Голос вроде бы умолк, вроде бы все кончилось.
Сознание раненого тут же заволокло туманом. Он уже не различал ничего вокруг, но увидел совсем иную картину. Перед ним снова оказалась река, но такая широкая и могучая, какой он никогда прежде не видел. Серебряно-холодная, ровная, как морской залив в тихую погоду, она лилась, переливалась, текла, еще первобытная, дикая, но прекрасная.
Огюст увидел всадника, резко и круто осадившего коня прямо на берегу. Конь высоко занес передние копыта, а всадник, запрокинув гордую голову, обвитую лавровым венком победителя, бесстрашно вперил взгляд во что-то далекое. Правая его рука простерлась к этому далекому, направляя туда бег коня, но левая рука еще покоилась на поводьях, медля давать коню посыл.

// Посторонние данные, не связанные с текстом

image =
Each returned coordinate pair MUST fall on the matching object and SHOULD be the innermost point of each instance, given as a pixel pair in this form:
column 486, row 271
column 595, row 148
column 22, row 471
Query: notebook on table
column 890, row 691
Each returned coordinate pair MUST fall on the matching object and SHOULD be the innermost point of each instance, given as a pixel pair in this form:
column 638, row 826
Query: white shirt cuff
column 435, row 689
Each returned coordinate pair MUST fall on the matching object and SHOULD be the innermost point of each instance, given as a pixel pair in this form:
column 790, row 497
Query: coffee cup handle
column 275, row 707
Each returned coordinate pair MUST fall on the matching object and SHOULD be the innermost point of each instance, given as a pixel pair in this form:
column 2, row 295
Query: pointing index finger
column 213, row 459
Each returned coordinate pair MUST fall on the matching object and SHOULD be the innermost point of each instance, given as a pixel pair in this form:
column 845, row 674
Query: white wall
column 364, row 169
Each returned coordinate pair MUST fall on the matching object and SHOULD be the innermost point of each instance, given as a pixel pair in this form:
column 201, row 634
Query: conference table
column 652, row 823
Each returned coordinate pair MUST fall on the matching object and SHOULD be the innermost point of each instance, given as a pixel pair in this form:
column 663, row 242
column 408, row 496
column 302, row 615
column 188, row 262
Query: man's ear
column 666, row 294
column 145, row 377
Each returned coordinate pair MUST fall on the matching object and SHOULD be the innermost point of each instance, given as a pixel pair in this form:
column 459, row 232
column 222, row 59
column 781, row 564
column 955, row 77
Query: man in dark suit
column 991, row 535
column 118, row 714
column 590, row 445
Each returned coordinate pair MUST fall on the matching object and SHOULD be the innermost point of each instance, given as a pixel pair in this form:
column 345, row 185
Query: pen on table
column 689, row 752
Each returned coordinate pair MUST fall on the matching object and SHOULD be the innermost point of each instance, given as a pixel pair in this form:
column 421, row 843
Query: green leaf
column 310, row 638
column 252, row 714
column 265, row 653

За всадником встал собор дивной, торжествующей красоты. Пятиглавый, осененный полыхающим золотом куполов, он был одновременно громаден и легок, словно не стоял, а парил над землею. Геометрическая точность и строгость его линий сочетались со странной неправильностью пропорций, но в этой неправильности было дерзновенное совершенство, какое выступает в чистом блеске кристалла, отшлифованного самою природой, находящей и в асимметрии гениально простую красоту…
Все исчезло. Вернулась реальность. Отчаянно палило послеполуденное итальянское солнце, воздух застыл густым настоем, в котором смешались запахи цветов, крови, солнца…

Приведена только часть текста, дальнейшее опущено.